Plants in the river are also important in food webs, with microscopic algae being eaten when they are alive, whereas larger aquatic plants mainly enter food chains after they have died. A process called cascade interactions in food webs occurs when one group of organisms indirectly affects another group by feeding on the animals that eat them. An example is where predators eat herbivores that feed on the plants and by so doing allow the plants they would have consumed to multiply.

Understanding river systems both physically and ecologically, involves four conceptual models. A conceptual model is what scientists use to illustrate how they think a river system should function.

River Continuum Concept. The way in which river communities are structured to make use of different types of energy such as that derived from aquatic plants versus that coming from plants on land, changes along the length of a river. This process of change is to some extent, rather predictable and has been summarised in a model referred to as the River Continuum Concept.

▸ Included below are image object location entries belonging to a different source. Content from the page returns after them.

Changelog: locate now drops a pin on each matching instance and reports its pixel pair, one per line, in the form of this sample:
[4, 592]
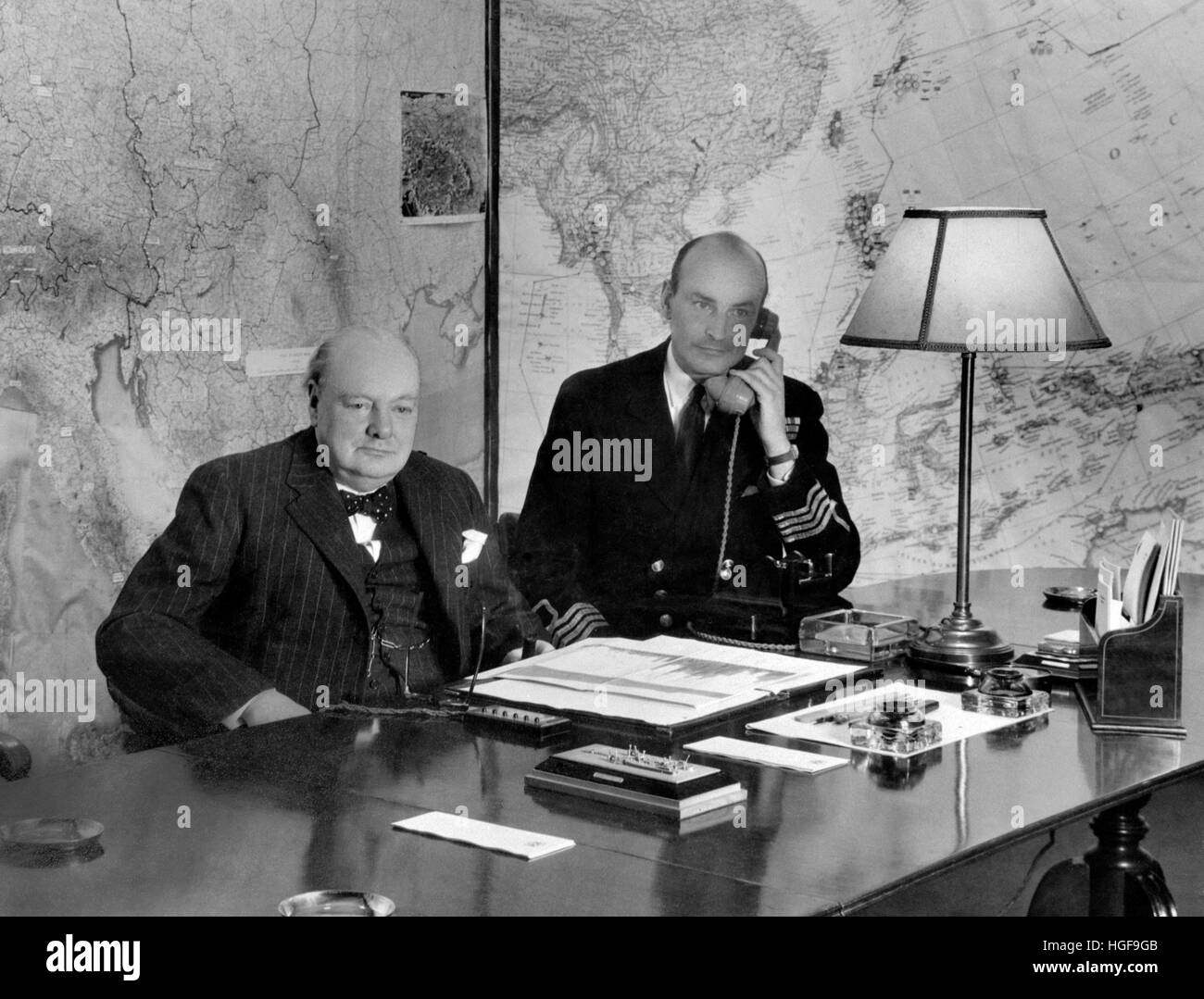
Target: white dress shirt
[364, 528]
[678, 386]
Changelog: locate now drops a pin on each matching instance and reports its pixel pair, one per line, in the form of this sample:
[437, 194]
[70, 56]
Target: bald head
[362, 389]
[710, 301]
[725, 244]
[354, 337]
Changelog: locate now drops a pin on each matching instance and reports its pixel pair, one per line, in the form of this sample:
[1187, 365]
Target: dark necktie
[690, 430]
[376, 505]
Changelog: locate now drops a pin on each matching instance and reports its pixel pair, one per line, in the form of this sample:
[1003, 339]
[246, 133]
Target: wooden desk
[306, 805]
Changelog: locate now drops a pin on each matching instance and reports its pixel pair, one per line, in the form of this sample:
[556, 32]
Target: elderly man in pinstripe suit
[328, 566]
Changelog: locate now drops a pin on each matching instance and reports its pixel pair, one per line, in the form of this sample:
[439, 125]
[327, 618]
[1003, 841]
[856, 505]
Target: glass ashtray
[1006, 693]
[897, 725]
[856, 634]
[336, 904]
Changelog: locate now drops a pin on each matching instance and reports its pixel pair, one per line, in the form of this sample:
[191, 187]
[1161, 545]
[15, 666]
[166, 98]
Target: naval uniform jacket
[609, 553]
[273, 594]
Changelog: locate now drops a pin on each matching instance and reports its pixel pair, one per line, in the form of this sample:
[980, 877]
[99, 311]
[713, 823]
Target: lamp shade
[974, 280]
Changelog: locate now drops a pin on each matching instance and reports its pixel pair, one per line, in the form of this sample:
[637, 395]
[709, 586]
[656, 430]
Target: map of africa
[627, 131]
[193, 196]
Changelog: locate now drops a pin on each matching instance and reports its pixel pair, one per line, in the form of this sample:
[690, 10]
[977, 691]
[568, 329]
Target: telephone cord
[727, 505]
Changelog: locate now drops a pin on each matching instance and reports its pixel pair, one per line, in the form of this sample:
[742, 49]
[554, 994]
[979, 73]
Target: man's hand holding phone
[766, 377]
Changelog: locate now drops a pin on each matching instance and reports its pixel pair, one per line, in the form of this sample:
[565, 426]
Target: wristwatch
[791, 456]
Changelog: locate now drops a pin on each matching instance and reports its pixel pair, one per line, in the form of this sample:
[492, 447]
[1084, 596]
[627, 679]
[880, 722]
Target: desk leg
[1124, 880]
[1115, 879]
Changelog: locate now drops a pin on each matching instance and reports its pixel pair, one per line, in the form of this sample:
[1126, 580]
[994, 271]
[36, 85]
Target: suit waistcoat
[397, 586]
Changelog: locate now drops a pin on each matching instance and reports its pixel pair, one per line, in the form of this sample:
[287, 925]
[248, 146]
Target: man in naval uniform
[634, 550]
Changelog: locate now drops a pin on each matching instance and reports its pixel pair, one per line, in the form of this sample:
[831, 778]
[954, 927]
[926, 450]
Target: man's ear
[666, 293]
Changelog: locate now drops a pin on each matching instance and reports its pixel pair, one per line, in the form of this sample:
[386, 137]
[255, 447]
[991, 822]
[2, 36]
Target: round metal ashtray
[52, 833]
[336, 904]
[1070, 596]
[49, 843]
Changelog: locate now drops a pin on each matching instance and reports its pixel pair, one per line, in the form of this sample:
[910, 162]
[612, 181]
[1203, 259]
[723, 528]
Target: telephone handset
[734, 395]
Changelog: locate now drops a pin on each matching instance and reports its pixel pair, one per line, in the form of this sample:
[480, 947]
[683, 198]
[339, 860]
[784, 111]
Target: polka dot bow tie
[376, 505]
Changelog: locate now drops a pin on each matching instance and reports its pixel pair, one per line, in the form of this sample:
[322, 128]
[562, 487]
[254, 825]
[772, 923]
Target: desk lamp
[967, 281]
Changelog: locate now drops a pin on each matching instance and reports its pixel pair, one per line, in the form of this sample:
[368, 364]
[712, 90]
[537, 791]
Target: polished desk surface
[308, 803]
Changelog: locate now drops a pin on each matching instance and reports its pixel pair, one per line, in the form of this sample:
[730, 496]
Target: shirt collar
[677, 383]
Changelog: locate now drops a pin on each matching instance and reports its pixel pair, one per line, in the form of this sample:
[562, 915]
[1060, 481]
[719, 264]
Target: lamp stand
[961, 643]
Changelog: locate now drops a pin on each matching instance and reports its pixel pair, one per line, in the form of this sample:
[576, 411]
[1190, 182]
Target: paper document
[504, 839]
[771, 756]
[662, 681]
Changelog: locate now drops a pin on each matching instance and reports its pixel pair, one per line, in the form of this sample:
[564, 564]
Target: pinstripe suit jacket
[257, 582]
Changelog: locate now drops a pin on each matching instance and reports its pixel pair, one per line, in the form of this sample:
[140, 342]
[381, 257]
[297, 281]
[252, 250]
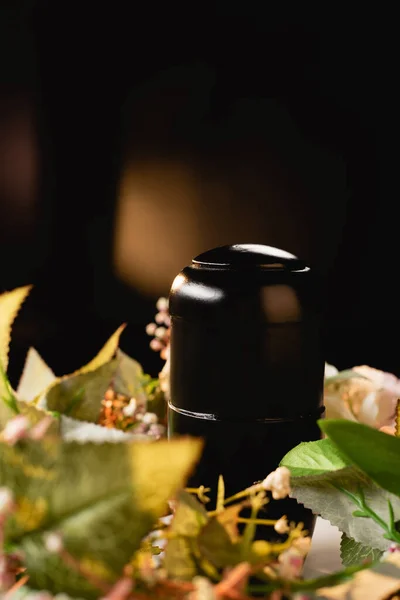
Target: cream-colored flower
[16, 429]
[369, 397]
[290, 564]
[302, 545]
[282, 525]
[6, 501]
[278, 483]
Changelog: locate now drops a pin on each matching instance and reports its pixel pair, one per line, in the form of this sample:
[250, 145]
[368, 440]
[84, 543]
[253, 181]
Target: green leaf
[190, 516]
[36, 377]
[102, 498]
[10, 303]
[354, 553]
[80, 395]
[314, 458]
[320, 493]
[373, 452]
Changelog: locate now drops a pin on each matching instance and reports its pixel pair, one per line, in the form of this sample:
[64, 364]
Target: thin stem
[390, 530]
[257, 521]
[243, 494]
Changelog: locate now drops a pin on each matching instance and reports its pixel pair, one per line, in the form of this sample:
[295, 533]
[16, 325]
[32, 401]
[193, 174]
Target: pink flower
[363, 394]
[278, 482]
[16, 429]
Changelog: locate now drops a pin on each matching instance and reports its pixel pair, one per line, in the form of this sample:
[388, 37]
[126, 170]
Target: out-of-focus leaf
[216, 546]
[69, 387]
[73, 430]
[80, 395]
[379, 582]
[128, 378]
[36, 377]
[10, 303]
[354, 553]
[189, 517]
[102, 498]
[105, 355]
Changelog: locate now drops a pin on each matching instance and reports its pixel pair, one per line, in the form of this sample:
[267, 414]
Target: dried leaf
[80, 395]
[36, 377]
[189, 517]
[105, 355]
[129, 376]
[102, 498]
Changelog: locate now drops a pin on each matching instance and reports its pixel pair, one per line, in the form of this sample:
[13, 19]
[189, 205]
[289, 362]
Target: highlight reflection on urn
[246, 363]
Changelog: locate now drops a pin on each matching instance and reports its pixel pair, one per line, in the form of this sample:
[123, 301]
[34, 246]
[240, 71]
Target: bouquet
[93, 502]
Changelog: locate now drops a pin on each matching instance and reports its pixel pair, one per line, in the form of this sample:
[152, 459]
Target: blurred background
[129, 143]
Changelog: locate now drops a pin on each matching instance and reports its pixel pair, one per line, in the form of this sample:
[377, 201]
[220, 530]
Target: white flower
[151, 328]
[282, 526]
[330, 371]
[53, 543]
[130, 409]
[204, 589]
[302, 545]
[278, 482]
[369, 397]
[290, 564]
[162, 304]
[6, 501]
[150, 418]
[16, 429]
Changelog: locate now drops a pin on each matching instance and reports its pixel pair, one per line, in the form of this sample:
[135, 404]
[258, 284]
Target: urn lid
[248, 256]
[245, 282]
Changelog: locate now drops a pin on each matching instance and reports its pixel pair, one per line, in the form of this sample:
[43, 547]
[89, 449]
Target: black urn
[247, 367]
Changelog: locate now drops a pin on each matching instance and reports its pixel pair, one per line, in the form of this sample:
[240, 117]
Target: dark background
[293, 118]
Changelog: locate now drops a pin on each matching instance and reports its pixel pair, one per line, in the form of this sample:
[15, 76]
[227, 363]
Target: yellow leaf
[154, 464]
[105, 354]
[36, 377]
[10, 303]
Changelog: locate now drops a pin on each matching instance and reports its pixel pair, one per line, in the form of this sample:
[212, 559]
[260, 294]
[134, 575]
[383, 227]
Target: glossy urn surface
[246, 363]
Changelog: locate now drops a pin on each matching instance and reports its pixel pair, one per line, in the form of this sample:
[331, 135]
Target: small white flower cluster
[160, 330]
[278, 483]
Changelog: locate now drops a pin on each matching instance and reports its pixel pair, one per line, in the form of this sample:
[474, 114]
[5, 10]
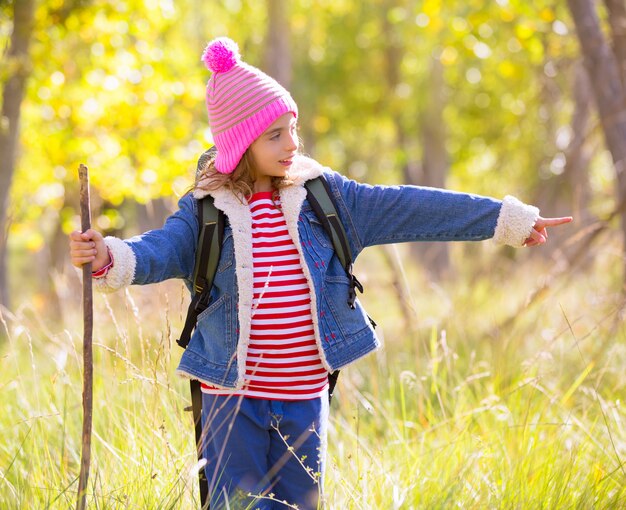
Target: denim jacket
[371, 215]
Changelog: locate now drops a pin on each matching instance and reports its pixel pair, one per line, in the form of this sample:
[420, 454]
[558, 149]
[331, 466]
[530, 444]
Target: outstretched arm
[539, 234]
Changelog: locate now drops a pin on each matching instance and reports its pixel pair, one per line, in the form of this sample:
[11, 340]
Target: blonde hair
[240, 181]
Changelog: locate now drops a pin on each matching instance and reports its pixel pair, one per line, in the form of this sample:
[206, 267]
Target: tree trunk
[617, 20]
[12, 96]
[605, 77]
[277, 59]
[435, 160]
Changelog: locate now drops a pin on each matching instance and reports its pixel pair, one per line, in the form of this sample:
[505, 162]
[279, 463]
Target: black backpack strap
[319, 196]
[211, 234]
[211, 223]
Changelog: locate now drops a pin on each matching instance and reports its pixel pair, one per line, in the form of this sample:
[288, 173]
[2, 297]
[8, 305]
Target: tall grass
[481, 398]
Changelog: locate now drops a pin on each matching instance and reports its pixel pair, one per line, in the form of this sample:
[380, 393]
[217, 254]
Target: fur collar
[238, 213]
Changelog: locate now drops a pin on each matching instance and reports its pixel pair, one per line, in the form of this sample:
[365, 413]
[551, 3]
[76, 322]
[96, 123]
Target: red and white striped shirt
[283, 362]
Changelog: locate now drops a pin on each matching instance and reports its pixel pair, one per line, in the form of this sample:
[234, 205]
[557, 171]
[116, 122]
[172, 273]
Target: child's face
[272, 153]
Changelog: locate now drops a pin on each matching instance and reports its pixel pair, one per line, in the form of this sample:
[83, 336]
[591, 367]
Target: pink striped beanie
[242, 102]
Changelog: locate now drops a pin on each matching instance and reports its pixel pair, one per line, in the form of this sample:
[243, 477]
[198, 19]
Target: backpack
[211, 234]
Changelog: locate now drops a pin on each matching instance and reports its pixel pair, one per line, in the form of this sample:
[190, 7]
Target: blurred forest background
[487, 97]
[501, 382]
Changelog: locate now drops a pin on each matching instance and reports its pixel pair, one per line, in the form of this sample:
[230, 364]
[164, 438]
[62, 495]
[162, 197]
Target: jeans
[258, 448]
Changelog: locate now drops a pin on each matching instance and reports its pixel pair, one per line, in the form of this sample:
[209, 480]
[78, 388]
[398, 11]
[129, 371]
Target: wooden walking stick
[85, 217]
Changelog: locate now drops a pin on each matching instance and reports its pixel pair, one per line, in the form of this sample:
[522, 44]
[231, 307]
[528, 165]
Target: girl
[278, 320]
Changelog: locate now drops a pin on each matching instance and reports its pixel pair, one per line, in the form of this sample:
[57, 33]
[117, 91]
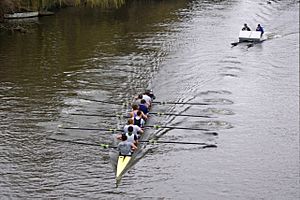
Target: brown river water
[182, 50]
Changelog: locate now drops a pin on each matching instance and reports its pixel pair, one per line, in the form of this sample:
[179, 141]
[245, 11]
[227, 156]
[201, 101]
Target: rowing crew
[134, 128]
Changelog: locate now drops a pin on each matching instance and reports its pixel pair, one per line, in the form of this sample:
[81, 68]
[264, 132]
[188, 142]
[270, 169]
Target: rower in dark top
[125, 147]
[246, 28]
[138, 119]
[143, 106]
[259, 28]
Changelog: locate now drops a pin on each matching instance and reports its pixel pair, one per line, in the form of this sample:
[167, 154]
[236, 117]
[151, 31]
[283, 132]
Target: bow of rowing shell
[122, 164]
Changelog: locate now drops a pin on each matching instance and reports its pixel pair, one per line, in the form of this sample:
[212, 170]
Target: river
[182, 50]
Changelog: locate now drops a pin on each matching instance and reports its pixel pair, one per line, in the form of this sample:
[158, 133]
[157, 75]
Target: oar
[173, 142]
[125, 103]
[91, 129]
[175, 127]
[105, 146]
[152, 113]
[175, 114]
[182, 103]
[98, 115]
[150, 126]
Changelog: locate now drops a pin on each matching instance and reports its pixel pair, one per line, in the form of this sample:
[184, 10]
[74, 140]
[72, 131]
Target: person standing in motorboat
[260, 28]
[246, 28]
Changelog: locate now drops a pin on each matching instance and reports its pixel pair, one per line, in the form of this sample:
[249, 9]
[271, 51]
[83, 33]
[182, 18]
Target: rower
[125, 147]
[147, 97]
[136, 129]
[246, 28]
[259, 28]
[144, 107]
[138, 119]
[135, 109]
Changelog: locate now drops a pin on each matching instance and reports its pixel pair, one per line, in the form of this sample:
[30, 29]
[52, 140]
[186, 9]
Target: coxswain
[147, 97]
[259, 28]
[136, 129]
[125, 147]
[143, 107]
[246, 28]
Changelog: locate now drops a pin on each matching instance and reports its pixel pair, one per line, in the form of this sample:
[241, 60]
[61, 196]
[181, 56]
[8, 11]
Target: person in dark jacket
[246, 28]
[259, 28]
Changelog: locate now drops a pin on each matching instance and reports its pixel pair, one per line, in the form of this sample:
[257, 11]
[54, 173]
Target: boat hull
[250, 36]
[21, 15]
[121, 165]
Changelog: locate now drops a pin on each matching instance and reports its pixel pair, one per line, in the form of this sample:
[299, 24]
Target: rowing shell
[124, 163]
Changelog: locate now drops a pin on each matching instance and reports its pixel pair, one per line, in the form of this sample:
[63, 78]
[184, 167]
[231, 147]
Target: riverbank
[13, 6]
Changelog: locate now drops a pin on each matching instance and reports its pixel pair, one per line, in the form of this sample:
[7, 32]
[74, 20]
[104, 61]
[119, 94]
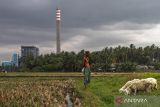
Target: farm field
[51, 89]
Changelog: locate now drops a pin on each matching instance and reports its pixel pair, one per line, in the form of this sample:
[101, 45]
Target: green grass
[102, 90]
[99, 93]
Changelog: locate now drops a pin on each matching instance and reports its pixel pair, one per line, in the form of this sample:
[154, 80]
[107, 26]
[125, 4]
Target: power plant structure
[58, 28]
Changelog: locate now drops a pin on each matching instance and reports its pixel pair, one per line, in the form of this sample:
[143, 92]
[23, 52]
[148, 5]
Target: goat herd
[135, 85]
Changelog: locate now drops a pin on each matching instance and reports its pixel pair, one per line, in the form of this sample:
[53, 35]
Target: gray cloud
[91, 23]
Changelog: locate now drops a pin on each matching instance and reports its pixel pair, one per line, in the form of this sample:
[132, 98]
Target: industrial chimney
[58, 26]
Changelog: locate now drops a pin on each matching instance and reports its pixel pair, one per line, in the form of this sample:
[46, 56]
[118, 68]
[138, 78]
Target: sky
[86, 24]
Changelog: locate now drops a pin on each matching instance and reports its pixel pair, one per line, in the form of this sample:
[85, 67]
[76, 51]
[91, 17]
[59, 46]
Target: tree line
[120, 58]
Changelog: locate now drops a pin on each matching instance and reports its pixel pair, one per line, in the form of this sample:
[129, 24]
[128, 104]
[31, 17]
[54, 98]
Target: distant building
[15, 60]
[29, 50]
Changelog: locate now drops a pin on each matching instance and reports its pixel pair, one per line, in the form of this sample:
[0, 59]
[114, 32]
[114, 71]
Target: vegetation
[119, 58]
[50, 91]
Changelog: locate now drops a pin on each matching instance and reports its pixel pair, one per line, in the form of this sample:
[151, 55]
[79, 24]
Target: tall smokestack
[58, 26]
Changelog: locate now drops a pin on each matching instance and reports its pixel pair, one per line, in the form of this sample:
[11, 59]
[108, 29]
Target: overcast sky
[86, 24]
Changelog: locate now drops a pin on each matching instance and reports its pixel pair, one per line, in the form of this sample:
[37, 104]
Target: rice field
[46, 90]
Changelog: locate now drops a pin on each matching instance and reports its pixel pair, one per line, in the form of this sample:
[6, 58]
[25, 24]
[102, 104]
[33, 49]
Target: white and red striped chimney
[58, 27]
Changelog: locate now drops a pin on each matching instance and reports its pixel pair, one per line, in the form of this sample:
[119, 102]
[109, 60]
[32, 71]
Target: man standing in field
[86, 68]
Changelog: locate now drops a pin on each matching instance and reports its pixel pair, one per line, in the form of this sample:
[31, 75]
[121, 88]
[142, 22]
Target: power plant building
[29, 50]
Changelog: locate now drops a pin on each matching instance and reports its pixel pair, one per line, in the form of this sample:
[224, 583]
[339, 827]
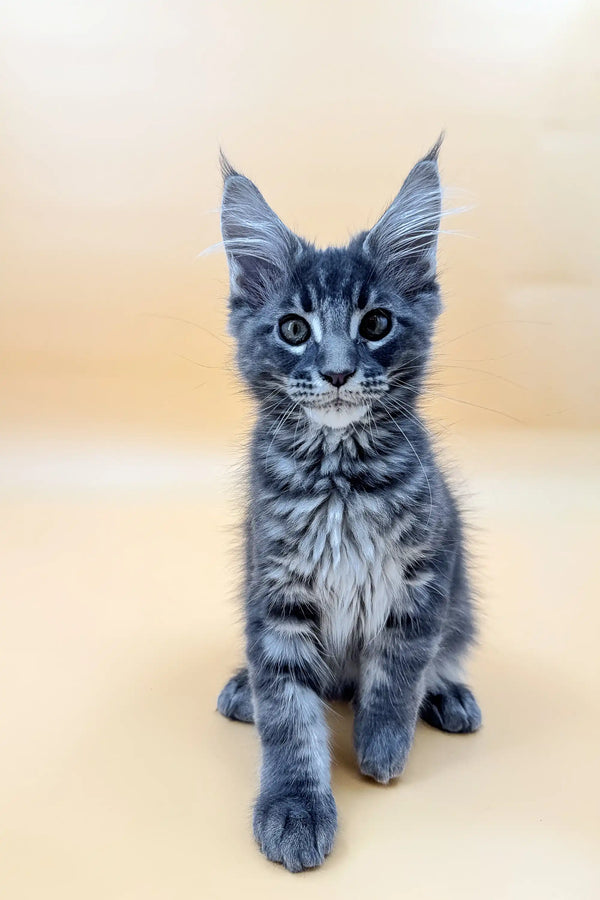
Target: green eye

The River Flood-Pulse Concept. This concept stresses the importance of the lateral flow of materials in response to the river flood cycle, and in particular it identifies the importance of floodplains in the Mekong and other large tropical rivers. Both of these models are useful aids to thinking about river ecology. Human activities interfere with the natural downstream transition in community organization along rivers.

Nutrient Spiralling Concept. This concept is also referred to as resource spiralling describes how organic matter in a river system moves and is processed. It explains the ways in which different components of the community interact to capture and transfer nutrients among themselves, thereby slowing their downstream transport.

Serial Discontinuity Concept. This concept provides a model based upon consideration of how disrupting the natural structure of the river, by separating its naturally occurring parts, influences river functions. This concept provides a very helpful tool for predicting the effects of impacts, such as dam building, on river ecology and provides a means for illustrating the relationship between where a dam is built and its potential impact on the river system.